In a specific embodiment of the invention, zinc reagent trifluorovinyl zinc bromide in the coupling section is subjected to coupling reaction under the action of a second catalyst to obtain the hexafluorobutadiene. Wherein the second catalyst is one of cupric chloride and cupric bromide, and the purity is more than or equal to 98 percent. The mass ratio of the zinc reagent to the second catalyst is 110-150: 13-19. The reaction temperature is-5 ℃ to 5 ℃, the reaction pressure is 0 to 0.05MPa, and the reaction time is 1 to 2 hours. The coupling reaction is exothermic, but the exothermic quantity is not large, and can be controlled by the feeding speed, taking a 1000L reaction kettle as an example, the feeding speed of the zinc reagent is 550-750 kg/h. The reaction needs to be carried out at low temperature, the temperature has great influence on the reaction selectivity, the reaction temperature is too high, the contents of by-products trifluoroethylene and trifluorobromoethylene are increased, the product content is reduced, and the yield is reduced; the reaction temperature is too low, the conversion rate of raw materials is reduced, the process is slowed down, and the energy consumption is increased.

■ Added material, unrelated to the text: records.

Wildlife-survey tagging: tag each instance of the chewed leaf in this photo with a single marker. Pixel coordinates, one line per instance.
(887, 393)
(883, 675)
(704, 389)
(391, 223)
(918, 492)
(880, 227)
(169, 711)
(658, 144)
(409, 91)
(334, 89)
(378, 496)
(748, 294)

The parameter settings for the coupling section of the present invention can be as shown in table 2.

Table 2 summary of coupling section parameters

In one embodiment of the present invention, the distillation section is divided into two stages of distillation, and the parameters of the distillation section of the present invention can be set as shown in table 3.

TABLE 3 summary of parameters for rectification section

The electronic grade hexafluorobutadiene with the purity of 99.999 percent is prepared by rectification.

The total yield and conversion rate are not very high due to long process flow of the total reaction and complex partial reaction, the total yield reaches 55 percent, the conversion rate reaches 68 percent, but the process is extremely easy to industrialize.

The above description of the embodiments is only intended to facilitate the understanding of the method of the invention and its core ideas. It should be noted that, for those skilled in the art, it is possible to make various improvements and modifications to the present invention without departing from the principle of the present invention, and those improvements and modifications also fall within the scope of the claims of the present invention.